I can’t blame anybody for being confused. Veterinarians have played fast and loose with this terminology for a long time. The truth is that “kennel cough” really doesn’t mean a whole lot. It isn’t a specific diagnosis, so much as a convenient (and charmingly alliterative!) description of the symptoms. When a dog comes in with an upper respiratory cough that we suspect is infectious, we call it kennel cough. Ta-da! Without unnecessarily advanced testing, we have absolutely no idea what’s causing it. By the book, afflicted dogs should be diagnosed as having “infectious tracheobronchitis,” which is as nebulous as it sounds and not as much fun to say. So kennel cough it is.

There is a long list of bacteria and viruses that are candidates for causing kennel cough. Sometimes they act alone, and sometimes they join forces. Somehow, Bordetella bronchiseptica became the reigning king of that list, and the Bordetella vaccine is frequently referred to as the kennel cough vaccine. That’s fair enough—it’s certainly one of the historically prevalent causes. But the important thing to know is that being vaccinated for Bordetella doesn’t protect dogs from the entire list. They are still vulnerable to kennel cough—we’ve just shut one door.
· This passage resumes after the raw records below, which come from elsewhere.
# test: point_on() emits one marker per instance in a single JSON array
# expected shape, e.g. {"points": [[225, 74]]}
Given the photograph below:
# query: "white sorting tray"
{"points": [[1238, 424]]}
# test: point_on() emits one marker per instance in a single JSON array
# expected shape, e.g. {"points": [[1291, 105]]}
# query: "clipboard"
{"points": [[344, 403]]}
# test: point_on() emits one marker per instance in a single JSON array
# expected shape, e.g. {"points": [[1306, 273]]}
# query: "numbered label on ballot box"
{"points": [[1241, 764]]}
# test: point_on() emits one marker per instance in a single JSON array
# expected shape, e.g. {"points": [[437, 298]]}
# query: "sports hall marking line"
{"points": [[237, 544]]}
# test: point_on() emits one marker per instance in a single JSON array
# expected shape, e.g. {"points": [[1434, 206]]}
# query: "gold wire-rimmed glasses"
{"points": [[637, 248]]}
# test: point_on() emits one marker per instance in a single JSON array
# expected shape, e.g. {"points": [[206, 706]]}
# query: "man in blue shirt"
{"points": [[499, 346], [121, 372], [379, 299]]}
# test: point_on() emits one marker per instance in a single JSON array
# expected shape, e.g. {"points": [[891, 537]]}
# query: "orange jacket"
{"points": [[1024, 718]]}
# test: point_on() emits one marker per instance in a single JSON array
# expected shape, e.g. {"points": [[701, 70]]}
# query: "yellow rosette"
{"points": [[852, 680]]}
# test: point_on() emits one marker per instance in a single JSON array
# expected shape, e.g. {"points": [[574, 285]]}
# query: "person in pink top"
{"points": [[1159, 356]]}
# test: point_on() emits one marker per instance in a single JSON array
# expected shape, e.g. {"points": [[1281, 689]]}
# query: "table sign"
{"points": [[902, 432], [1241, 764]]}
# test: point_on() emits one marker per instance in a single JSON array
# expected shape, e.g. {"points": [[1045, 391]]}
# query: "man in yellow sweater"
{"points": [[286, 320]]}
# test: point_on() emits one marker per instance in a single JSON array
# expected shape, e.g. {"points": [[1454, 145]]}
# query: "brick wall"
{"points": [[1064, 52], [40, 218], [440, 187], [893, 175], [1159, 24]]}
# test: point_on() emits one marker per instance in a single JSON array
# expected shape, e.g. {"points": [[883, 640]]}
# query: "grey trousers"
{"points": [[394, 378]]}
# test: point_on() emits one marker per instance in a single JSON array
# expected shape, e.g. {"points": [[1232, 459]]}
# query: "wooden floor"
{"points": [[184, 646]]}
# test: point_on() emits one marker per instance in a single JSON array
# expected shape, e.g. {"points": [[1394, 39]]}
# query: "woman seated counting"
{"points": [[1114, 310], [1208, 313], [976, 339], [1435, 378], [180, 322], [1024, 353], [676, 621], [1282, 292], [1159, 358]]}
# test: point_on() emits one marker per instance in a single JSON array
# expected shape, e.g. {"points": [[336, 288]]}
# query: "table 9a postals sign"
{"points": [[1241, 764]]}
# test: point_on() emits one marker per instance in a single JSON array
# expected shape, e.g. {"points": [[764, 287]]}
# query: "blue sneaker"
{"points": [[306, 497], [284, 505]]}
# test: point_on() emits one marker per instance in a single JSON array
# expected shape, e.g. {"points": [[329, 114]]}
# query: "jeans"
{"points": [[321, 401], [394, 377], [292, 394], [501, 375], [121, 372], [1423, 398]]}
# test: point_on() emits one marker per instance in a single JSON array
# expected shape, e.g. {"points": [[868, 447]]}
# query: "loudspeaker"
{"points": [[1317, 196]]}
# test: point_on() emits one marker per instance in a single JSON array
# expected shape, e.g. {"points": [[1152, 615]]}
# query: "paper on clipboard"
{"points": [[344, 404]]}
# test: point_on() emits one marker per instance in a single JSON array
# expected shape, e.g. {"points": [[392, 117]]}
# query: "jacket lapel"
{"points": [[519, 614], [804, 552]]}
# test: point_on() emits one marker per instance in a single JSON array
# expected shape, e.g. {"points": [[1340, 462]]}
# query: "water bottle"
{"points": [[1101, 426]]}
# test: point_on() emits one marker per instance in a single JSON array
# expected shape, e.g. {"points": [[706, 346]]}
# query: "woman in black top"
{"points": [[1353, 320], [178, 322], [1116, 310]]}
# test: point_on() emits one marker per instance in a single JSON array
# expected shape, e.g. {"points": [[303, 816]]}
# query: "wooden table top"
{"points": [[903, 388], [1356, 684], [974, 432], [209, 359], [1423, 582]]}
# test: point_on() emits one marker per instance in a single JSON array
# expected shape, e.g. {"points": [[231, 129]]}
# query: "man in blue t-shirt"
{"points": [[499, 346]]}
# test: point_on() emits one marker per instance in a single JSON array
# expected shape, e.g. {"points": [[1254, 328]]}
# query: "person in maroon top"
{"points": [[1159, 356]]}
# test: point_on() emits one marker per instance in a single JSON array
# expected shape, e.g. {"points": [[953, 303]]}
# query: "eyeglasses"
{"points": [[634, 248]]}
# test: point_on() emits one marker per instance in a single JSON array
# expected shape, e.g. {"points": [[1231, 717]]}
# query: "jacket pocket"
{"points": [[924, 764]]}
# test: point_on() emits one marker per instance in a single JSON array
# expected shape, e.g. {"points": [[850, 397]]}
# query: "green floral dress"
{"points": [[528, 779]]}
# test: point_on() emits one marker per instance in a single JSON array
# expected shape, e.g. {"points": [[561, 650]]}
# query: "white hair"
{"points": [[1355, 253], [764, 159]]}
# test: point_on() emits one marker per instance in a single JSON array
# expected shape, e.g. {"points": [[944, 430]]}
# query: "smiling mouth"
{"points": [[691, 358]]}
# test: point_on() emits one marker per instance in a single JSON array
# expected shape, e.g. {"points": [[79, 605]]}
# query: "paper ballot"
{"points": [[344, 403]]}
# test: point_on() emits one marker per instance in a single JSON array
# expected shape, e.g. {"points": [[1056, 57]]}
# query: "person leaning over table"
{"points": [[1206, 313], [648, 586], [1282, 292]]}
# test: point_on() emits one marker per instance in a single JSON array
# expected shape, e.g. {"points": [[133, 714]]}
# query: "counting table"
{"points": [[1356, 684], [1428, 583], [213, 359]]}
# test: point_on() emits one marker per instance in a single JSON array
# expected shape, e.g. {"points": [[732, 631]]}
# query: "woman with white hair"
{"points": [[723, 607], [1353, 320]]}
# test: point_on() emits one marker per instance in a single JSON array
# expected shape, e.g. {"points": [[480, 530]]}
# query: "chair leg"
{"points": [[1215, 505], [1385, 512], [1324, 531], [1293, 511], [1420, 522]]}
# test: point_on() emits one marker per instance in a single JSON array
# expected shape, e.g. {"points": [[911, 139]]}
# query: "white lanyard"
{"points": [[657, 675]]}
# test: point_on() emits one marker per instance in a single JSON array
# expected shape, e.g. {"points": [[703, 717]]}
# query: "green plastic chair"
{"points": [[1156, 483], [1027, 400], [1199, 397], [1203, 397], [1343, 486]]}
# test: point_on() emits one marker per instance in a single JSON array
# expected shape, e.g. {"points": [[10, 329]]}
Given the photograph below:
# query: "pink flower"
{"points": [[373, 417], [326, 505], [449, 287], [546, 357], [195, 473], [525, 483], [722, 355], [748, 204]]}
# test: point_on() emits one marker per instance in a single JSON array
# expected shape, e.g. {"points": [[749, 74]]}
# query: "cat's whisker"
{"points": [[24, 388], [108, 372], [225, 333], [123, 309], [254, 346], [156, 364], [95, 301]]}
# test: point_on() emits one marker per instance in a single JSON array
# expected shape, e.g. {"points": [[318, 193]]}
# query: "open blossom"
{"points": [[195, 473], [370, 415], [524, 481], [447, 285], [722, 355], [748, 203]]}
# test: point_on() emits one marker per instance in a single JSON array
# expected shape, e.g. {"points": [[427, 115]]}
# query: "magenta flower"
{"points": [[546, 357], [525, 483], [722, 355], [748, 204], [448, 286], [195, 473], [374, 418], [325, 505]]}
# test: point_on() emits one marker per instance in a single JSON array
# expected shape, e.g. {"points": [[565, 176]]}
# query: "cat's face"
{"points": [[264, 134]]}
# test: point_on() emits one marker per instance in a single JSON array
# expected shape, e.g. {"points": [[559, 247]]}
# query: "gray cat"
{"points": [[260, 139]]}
So this…thing that’s been going around lately can be pretty much anything, or maybe a whole collection of them. Maybe it’s Bordetella, and maybe it isn’t. Truth is, it hardly matters. The vast majority of cases are self-limiting, just like when you or I manage to catch a cold. We hack and sputter for a little while, and then our immune systems send it packing. So long as they are otherwise healthy, dogs with kennel cough typically get better in a couple of weeks, and treatment is frequently unnecessary. We do treat some patients, especially if their size or age leaves them uniquely vulnerable to deeper infection, or if symptoms have really become a drag on the patient’s overall comfort. Your veterinarian may prescribe antibiotics, or even a cough suppressant if things are really out of control.

Preventing kennel cough can be a frustrating affair. Most causes are airborne, and can spread rapidly. Vaccination remains important, and has done a lot to limit outbreaks even if it can’t prevent them all. Is it worth keeping your dog away from kennels and daycare? Maybe during an outbreak, or if you have a lot of dogs and don’t want to deal with living in an infirmary for a few weeks. But in general, I recommend that you don’t overthink it. If you send your kids to school, they’re going to catch a cold eventually. And if you send your dog to daycare, he’s bound to catch a cough sometime.

If and when he does, don’t worry too much. It’s just a little case of kennel cough …whatever that’s supposed to mean.

Dr. Mike Fietz is a small animal veterinarian at Georgetown Veterinary Hospital. He received his veterinary degree from Cornell University in 2003, and has lived in Charlottesville since.